HARARE (Reuters) - Zimbabwe will raise public-sector pay by 10 percent starting in July, a move likely to widen the budget deficit as President Emmerson Mnangagwa tries to curb strikes by public workers before elections expected later this year.
Mnangagwa, facing his first presidential vote set for July, last week promised better conditions for government workers as he delivered his ruling ZANU-PF party’s election manifesto.
The 75-year-old Mnangagwa is under pressure to revive Zimbabwe’s economy. The country suffers from a shortage of dollars that have curbed imports, a dilapidated infrastructure and an unemployment rate estimated to be as high as 80 percent.
Apex Council, the top body that represents all government workers, said on Tuesday the government offered to increase salaries and allowances for all its workers.
The offer followed strikes by doctors and nurses in March and April, the first such action since Mnangagwa took over from 94-year-old Robert Mugabe, who resigned after a de facto army coup in November.
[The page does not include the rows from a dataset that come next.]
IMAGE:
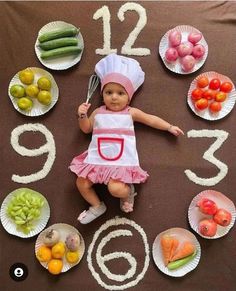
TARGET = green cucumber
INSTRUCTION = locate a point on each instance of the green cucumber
(63, 32)
(60, 52)
(60, 42)
(179, 263)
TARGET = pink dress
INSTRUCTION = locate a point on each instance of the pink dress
(112, 153)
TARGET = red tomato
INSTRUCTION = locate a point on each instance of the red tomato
(196, 94)
(214, 84)
(226, 87)
(208, 94)
(220, 96)
(215, 106)
(201, 104)
(203, 82)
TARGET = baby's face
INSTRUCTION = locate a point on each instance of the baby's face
(115, 97)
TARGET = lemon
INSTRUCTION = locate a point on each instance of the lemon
(44, 97)
(72, 257)
(25, 103)
(32, 90)
(26, 76)
(44, 254)
(17, 91)
(58, 250)
(44, 83)
(55, 266)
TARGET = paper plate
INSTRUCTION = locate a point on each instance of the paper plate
(61, 63)
(182, 235)
(64, 230)
(164, 45)
(227, 105)
(38, 108)
(10, 225)
(195, 216)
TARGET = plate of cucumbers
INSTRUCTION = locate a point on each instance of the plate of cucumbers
(24, 212)
(59, 45)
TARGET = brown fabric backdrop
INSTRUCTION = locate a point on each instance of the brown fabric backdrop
(163, 200)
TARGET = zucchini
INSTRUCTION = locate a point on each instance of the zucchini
(63, 32)
(60, 42)
(60, 52)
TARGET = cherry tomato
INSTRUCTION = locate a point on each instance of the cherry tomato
(201, 104)
(203, 82)
(209, 94)
(220, 96)
(196, 94)
(214, 84)
(215, 106)
(226, 87)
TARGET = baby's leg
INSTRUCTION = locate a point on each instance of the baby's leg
(97, 207)
(123, 191)
(85, 187)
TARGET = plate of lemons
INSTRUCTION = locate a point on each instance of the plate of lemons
(59, 247)
(33, 91)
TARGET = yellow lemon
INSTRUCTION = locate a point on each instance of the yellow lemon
(25, 103)
(32, 90)
(17, 91)
(55, 266)
(44, 97)
(44, 254)
(72, 257)
(26, 76)
(44, 83)
(58, 250)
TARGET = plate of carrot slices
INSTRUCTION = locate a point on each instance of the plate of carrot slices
(176, 252)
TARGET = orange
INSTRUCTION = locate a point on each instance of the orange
(44, 254)
(58, 250)
(55, 266)
(72, 257)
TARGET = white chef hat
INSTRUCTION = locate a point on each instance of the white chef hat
(122, 70)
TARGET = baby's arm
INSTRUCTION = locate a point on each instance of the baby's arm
(85, 122)
(154, 121)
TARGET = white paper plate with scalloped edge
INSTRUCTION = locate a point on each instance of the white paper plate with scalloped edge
(59, 63)
(37, 108)
(38, 224)
(175, 67)
(227, 105)
(181, 235)
(195, 215)
(64, 230)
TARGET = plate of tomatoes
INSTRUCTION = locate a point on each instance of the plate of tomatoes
(211, 96)
(211, 214)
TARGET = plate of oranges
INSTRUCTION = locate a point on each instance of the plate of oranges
(33, 91)
(59, 248)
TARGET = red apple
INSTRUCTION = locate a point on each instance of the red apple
(207, 227)
(207, 206)
(222, 217)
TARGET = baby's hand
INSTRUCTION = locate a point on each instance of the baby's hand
(83, 109)
(175, 130)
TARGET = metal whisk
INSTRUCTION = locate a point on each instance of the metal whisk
(93, 83)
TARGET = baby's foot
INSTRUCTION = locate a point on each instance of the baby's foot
(92, 213)
(127, 204)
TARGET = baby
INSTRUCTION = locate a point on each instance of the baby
(112, 157)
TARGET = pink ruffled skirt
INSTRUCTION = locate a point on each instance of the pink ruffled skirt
(102, 174)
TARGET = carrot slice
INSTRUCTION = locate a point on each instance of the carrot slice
(187, 249)
(166, 246)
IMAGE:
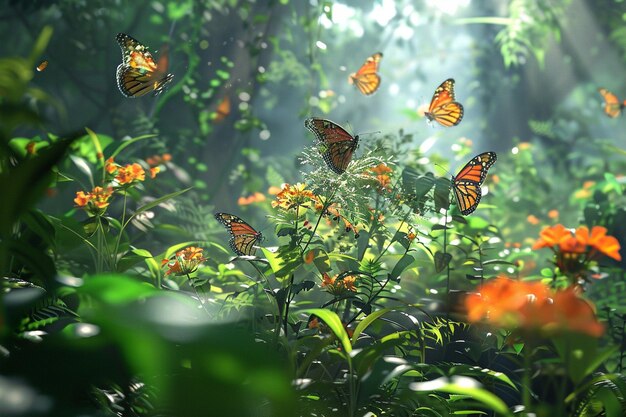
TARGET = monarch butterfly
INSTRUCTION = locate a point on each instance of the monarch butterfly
(243, 237)
(467, 182)
(612, 106)
(366, 79)
(443, 108)
(336, 144)
(138, 74)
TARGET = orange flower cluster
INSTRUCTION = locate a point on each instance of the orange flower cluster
(381, 172)
(338, 287)
(293, 196)
(156, 160)
(532, 307)
(129, 173)
(256, 197)
(561, 239)
(184, 262)
(97, 200)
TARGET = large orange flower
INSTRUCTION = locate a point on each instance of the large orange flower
(531, 307)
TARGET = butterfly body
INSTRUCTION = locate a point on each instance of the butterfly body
(243, 238)
(335, 143)
(138, 74)
(612, 105)
(366, 79)
(466, 184)
(443, 108)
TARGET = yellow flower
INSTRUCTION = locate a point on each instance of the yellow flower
(292, 196)
(185, 262)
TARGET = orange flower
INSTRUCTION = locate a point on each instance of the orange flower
(551, 236)
(293, 196)
(532, 219)
(96, 200)
(82, 199)
(130, 173)
(110, 166)
(599, 240)
(273, 190)
(100, 196)
(257, 197)
(185, 262)
(532, 307)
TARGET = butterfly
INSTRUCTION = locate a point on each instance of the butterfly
(443, 109)
(366, 79)
(612, 106)
(138, 74)
(466, 184)
(243, 238)
(336, 144)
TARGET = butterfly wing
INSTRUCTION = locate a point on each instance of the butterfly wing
(612, 106)
(336, 144)
(366, 79)
(138, 74)
(243, 238)
(466, 184)
(443, 107)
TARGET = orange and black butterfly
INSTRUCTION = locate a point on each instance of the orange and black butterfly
(366, 79)
(443, 109)
(243, 238)
(138, 74)
(336, 144)
(466, 184)
(612, 106)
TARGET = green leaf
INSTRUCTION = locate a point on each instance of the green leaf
(441, 261)
(334, 324)
(463, 386)
(402, 264)
(364, 324)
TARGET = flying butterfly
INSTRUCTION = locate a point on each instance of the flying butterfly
(243, 238)
(366, 79)
(466, 184)
(138, 74)
(336, 144)
(443, 109)
(612, 106)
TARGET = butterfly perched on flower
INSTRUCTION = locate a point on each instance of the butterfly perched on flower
(466, 184)
(443, 109)
(366, 79)
(243, 238)
(612, 106)
(138, 74)
(336, 144)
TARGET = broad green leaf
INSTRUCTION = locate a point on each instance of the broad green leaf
(334, 323)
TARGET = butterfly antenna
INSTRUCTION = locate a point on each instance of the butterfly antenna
(452, 175)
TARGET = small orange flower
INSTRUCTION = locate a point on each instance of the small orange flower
(184, 262)
(82, 199)
(532, 219)
(257, 197)
(100, 196)
(110, 166)
(130, 173)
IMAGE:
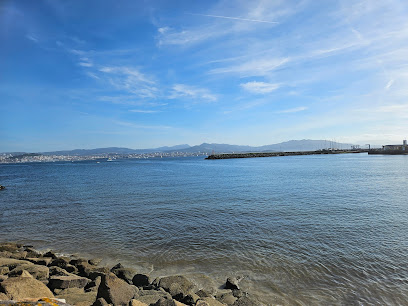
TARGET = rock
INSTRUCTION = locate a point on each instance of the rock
(44, 261)
(38, 272)
(77, 297)
(50, 254)
(9, 247)
(178, 286)
(226, 298)
(93, 285)
(94, 261)
(152, 296)
(245, 301)
(12, 263)
(4, 270)
(3, 278)
(210, 301)
(231, 283)
(190, 299)
(203, 293)
(141, 280)
(100, 302)
(23, 287)
(71, 281)
(57, 271)
(115, 290)
(61, 262)
(126, 274)
(137, 303)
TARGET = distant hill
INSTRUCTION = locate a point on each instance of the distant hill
(287, 146)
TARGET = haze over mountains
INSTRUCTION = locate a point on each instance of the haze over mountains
(288, 146)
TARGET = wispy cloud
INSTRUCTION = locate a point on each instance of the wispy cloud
(143, 111)
(292, 110)
(235, 18)
(32, 38)
(182, 91)
(260, 87)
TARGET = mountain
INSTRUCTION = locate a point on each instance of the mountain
(288, 146)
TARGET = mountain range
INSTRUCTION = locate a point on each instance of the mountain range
(288, 146)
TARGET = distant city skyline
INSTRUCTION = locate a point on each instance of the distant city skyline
(140, 74)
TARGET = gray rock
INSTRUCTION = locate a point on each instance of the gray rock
(178, 286)
(231, 283)
(245, 301)
(115, 290)
(23, 287)
(63, 282)
(141, 280)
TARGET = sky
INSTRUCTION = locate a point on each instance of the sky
(144, 74)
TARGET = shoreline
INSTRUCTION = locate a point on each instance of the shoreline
(274, 154)
(47, 278)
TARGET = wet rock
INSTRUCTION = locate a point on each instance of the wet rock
(24, 286)
(178, 286)
(137, 303)
(245, 301)
(232, 283)
(93, 285)
(9, 247)
(141, 280)
(38, 272)
(226, 298)
(72, 281)
(115, 290)
(77, 297)
(126, 274)
(210, 301)
(100, 302)
(203, 293)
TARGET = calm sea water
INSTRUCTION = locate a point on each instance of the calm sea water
(328, 229)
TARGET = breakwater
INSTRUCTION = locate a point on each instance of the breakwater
(273, 154)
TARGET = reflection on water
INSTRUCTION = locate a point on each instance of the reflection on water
(300, 229)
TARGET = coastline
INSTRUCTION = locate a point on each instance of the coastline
(47, 278)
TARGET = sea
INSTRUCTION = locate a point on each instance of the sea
(299, 230)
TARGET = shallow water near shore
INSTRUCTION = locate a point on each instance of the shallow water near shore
(323, 229)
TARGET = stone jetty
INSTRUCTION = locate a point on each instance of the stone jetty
(29, 277)
(272, 154)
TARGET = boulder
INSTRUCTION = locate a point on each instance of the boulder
(71, 281)
(115, 290)
(232, 283)
(77, 297)
(9, 247)
(141, 280)
(245, 301)
(137, 303)
(23, 287)
(226, 298)
(100, 302)
(126, 274)
(151, 296)
(178, 286)
(210, 302)
(38, 272)
(93, 285)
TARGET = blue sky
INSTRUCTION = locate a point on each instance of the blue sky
(139, 74)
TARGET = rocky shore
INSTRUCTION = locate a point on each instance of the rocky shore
(30, 277)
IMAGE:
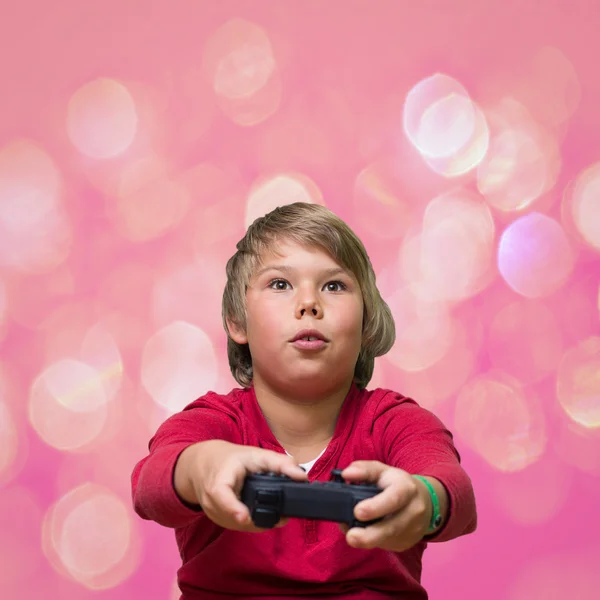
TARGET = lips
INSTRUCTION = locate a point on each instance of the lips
(312, 334)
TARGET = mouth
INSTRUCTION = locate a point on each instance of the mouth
(309, 335)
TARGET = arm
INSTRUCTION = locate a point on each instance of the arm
(413, 439)
(160, 488)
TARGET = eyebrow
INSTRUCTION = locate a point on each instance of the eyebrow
(287, 269)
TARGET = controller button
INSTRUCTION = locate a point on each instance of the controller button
(268, 497)
(265, 517)
(336, 476)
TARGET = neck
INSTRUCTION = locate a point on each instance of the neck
(300, 422)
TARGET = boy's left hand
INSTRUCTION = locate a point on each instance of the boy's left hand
(404, 502)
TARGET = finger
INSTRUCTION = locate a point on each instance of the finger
(385, 534)
(225, 498)
(267, 460)
(393, 498)
(364, 470)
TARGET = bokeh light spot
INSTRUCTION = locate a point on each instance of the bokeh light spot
(469, 156)
(439, 116)
(534, 256)
(34, 232)
(578, 382)
(456, 246)
(102, 119)
(495, 418)
(88, 534)
(522, 161)
(585, 205)
(244, 58)
(240, 64)
(67, 404)
(269, 193)
(178, 365)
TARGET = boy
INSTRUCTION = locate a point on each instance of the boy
(305, 322)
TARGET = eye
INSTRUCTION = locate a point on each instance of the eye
(342, 286)
(275, 284)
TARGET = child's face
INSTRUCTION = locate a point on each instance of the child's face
(293, 291)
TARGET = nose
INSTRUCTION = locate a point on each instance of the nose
(310, 305)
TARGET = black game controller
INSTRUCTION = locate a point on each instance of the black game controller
(270, 496)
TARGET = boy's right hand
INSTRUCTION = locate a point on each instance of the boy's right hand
(213, 472)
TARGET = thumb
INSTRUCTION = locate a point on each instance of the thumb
(260, 460)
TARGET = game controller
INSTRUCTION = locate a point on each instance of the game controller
(270, 496)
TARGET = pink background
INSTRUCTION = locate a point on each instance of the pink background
(138, 139)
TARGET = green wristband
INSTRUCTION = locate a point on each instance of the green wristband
(436, 517)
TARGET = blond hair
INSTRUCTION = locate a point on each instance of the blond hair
(310, 225)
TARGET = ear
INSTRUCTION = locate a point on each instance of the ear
(236, 332)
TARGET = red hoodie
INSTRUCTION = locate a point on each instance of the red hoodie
(306, 557)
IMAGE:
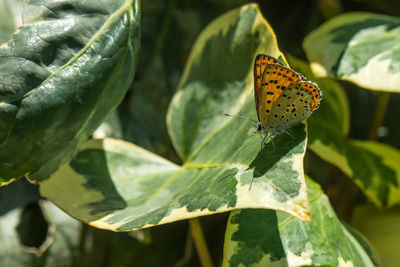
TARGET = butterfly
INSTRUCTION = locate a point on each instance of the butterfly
(283, 97)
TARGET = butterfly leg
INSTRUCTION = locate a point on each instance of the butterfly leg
(273, 144)
(264, 140)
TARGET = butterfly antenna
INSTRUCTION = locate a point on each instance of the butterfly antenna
(273, 144)
(239, 116)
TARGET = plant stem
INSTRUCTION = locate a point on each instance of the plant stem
(200, 242)
(379, 115)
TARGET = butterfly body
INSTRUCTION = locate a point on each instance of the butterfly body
(283, 97)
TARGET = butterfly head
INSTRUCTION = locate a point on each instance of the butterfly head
(259, 128)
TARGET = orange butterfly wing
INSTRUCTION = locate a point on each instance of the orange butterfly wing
(260, 63)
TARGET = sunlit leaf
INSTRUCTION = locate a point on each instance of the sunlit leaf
(272, 238)
(363, 48)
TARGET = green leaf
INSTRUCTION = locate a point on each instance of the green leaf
(11, 13)
(61, 74)
(382, 228)
(269, 238)
(363, 48)
(17, 194)
(372, 165)
(61, 238)
(119, 186)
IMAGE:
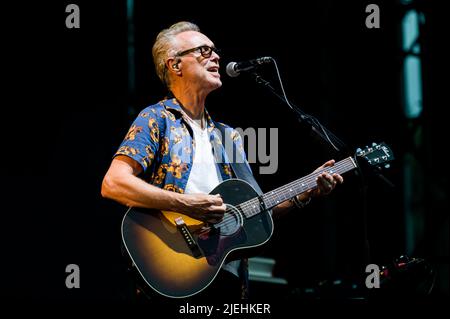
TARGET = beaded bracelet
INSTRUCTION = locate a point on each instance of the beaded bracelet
(299, 203)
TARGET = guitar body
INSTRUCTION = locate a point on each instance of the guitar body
(173, 266)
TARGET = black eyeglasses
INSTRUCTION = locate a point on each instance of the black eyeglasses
(205, 50)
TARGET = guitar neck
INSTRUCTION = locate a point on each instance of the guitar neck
(288, 191)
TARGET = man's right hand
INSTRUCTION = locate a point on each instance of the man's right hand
(204, 207)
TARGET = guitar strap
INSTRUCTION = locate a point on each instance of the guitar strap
(239, 166)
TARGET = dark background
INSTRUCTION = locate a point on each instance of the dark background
(66, 105)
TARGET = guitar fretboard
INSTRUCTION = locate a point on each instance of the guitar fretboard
(288, 191)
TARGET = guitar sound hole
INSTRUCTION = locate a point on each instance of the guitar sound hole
(231, 222)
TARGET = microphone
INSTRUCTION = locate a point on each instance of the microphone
(235, 68)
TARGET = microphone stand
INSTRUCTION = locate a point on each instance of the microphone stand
(316, 129)
(310, 123)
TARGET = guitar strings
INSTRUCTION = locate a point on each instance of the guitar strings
(339, 168)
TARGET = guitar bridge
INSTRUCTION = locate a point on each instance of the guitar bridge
(188, 238)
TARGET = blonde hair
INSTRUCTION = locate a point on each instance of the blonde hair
(164, 45)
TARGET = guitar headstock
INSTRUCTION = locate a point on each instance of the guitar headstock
(376, 155)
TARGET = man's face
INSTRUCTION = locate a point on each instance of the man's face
(199, 68)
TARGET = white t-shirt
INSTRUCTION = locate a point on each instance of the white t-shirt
(205, 174)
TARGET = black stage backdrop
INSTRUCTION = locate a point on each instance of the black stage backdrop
(66, 105)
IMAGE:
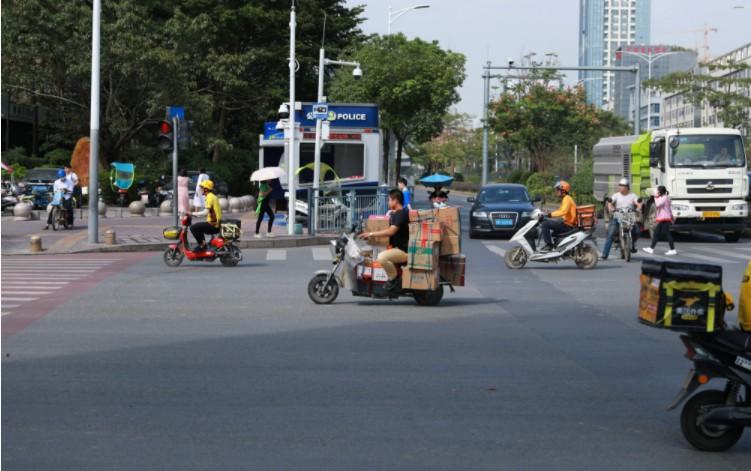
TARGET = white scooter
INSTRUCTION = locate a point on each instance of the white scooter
(570, 245)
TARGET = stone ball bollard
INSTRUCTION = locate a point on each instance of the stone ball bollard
(224, 203)
(35, 244)
(22, 211)
(110, 238)
(137, 209)
(165, 207)
(235, 205)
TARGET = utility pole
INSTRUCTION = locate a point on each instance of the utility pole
(93, 231)
(291, 152)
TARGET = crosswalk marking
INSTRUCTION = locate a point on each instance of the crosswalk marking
(321, 253)
(276, 254)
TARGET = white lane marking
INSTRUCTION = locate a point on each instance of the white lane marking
(725, 253)
(705, 258)
(276, 254)
(496, 250)
(321, 253)
(24, 293)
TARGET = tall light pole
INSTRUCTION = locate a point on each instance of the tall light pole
(357, 73)
(395, 15)
(93, 231)
(650, 59)
(291, 152)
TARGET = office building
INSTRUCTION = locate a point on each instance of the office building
(653, 62)
(604, 26)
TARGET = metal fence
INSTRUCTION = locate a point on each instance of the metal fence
(341, 209)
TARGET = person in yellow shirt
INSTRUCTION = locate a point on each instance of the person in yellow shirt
(564, 217)
(213, 213)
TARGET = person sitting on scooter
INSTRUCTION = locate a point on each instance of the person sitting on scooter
(65, 186)
(213, 212)
(398, 232)
(566, 212)
(624, 199)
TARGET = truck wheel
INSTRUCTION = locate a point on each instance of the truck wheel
(707, 437)
(732, 237)
(429, 298)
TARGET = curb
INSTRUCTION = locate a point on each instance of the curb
(276, 243)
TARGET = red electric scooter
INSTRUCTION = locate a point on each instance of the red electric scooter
(221, 246)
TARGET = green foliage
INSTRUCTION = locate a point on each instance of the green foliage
(540, 119)
(413, 82)
(721, 86)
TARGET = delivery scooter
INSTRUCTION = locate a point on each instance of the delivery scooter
(354, 267)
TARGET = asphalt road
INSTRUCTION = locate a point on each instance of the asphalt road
(205, 367)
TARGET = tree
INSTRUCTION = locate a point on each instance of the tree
(539, 118)
(722, 86)
(413, 82)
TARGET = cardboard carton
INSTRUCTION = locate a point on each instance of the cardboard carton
(453, 268)
(420, 279)
(423, 256)
(377, 223)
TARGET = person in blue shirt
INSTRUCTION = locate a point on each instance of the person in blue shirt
(405, 191)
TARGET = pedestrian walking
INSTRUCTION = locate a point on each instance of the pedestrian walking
(264, 207)
(183, 197)
(664, 219)
(199, 200)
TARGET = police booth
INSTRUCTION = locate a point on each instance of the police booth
(351, 154)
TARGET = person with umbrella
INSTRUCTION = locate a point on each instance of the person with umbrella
(264, 176)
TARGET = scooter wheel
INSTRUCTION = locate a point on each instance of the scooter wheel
(173, 257)
(321, 292)
(516, 258)
(706, 437)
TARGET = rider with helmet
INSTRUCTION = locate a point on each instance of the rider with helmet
(213, 212)
(623, 199)
(565, 216)
(64, 186)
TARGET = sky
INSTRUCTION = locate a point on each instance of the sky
(497, 30)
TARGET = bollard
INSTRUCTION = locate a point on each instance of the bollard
(35, 244)
(110, 238)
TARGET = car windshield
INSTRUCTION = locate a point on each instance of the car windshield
(710, 151)
(503, 195)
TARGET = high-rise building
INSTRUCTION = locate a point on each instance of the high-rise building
(653, 62)
(604, 26)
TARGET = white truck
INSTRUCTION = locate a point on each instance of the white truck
(703, 169)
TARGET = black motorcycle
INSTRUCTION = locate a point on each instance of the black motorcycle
(714, 419)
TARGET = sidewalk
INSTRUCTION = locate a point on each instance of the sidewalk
(133, 234)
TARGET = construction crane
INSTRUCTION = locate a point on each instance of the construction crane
(704, 57)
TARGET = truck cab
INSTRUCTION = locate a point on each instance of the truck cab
(705, 172)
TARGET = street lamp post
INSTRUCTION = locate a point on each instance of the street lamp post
(291, 211)
(357, 73)
(650, 59)
(395, 15)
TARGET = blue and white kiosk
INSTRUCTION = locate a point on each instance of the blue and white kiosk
(353, 147)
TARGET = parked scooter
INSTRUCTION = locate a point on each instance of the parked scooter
(352, 269)
(221, 246)
(714, 419)
(575, 244)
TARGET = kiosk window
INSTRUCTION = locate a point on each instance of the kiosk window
(347, 160)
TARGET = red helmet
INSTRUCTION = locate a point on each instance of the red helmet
(564, 186)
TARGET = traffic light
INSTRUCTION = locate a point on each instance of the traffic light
(166, 136)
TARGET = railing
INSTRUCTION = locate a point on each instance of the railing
(340, 209)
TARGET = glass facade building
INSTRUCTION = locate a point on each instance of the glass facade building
(605, 26)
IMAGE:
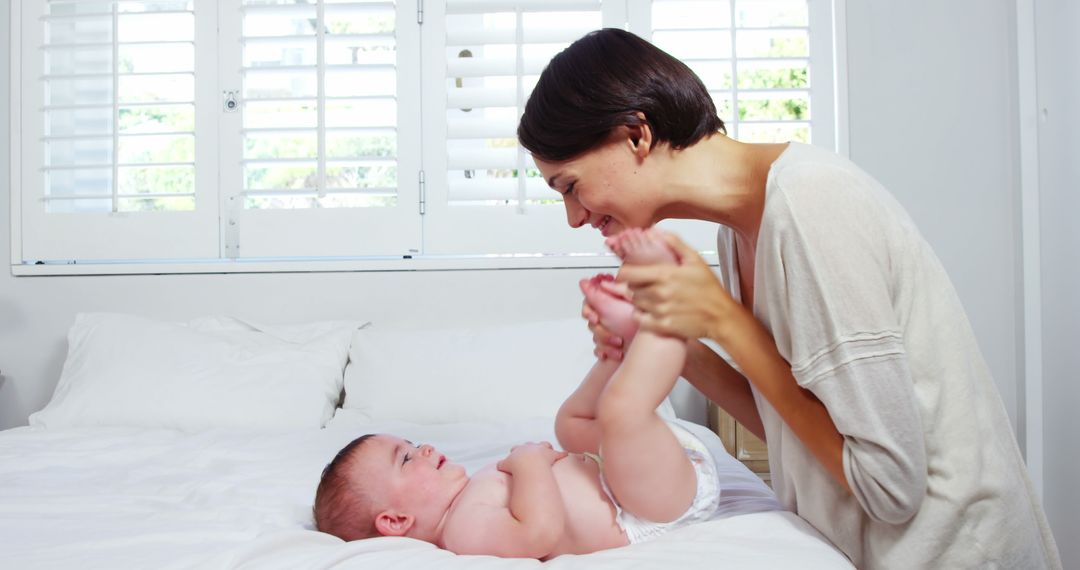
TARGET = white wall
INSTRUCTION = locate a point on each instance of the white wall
(931, 116)
(1058, 91)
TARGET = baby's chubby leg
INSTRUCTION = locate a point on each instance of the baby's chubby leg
(576, 423)
(644, 464)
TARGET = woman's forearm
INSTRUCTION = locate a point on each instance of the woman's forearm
(754, 349)
(723, 384)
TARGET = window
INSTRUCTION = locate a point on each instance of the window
(108, 124)
(192, 131)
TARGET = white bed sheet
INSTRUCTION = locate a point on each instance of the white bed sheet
(127, 498)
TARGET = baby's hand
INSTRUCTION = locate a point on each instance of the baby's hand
(530, 451)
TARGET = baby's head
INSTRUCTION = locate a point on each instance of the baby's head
(382, 485)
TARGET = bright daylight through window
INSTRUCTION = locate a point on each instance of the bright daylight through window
(172, 133)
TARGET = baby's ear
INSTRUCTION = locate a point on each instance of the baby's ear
(393, 524)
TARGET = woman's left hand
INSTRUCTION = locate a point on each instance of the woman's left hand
(686, 300)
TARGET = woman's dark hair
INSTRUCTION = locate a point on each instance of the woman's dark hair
(599, 82)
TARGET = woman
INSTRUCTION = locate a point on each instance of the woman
(852, 354)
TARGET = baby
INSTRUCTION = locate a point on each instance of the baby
(626, 475)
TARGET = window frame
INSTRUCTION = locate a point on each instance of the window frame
(433, 257)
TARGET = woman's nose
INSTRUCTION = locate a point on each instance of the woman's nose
(575, 214)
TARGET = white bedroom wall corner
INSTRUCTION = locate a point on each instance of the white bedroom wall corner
(10, 90)
(1029, 385)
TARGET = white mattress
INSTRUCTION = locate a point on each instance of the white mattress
(127, 498)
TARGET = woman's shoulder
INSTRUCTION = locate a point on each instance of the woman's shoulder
(812, 179)
(805, 165)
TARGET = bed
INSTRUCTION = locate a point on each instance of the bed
(151, 456)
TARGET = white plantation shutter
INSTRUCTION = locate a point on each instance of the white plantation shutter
(484, 194)
(109, 165)
(320, 158)
(174, 132)
(768, 64)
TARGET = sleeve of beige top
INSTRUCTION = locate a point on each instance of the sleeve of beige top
(827, 295)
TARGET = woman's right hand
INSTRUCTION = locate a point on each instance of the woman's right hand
(608, 345)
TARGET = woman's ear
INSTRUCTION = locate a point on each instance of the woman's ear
(639, 136)
(393, 524)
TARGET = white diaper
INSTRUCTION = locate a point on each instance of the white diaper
(705, 502)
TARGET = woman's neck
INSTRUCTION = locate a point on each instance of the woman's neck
(723, 180)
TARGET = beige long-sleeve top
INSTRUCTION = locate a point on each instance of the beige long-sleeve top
(864, 312)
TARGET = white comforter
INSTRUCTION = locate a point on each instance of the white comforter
(126, 498)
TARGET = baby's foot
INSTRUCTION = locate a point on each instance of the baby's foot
(642, 247)
(616, 313)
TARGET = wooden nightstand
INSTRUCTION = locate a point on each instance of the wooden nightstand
(740, 442)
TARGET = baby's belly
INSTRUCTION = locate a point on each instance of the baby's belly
(590, 515)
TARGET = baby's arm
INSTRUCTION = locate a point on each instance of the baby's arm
(532, 523)
(576, 422)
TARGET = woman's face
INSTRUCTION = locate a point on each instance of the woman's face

Mnangagwa has yet to set a date for elections.
Teachers had threatened not to go to work on Tuesday when schools re-opened for a new term, but the Zimbabwe Teachers’ Association (ZIMTA) said it wanted to give talks a chance.
Apex Council chairperson Cecilia Alexander said the government also agreed to reduce rentals for workers living in state-owned houses and restore long vacation leave for teachers.
The proposed increase is still far lower than workers’ demands - they wanted 100 percent increase in pay - but it is still likely to widen the 2018 budget deficit, which was forecast at $672 million, or 4.5 percent of gross domestic product. The deficit reached $1.8 billion last year.
“As Apex Council, we said government should go back and increase the offer while we carry out the exercise of also consulting our members,” Alexander said, adding that she hoped negotiations could resume next week.
ZIMTA Chief Executive Sifiso Ndlovu said union leaders would meet later on Tuesday to discuss the government offer. He said most teachers in Harare’s schools had reported for duty.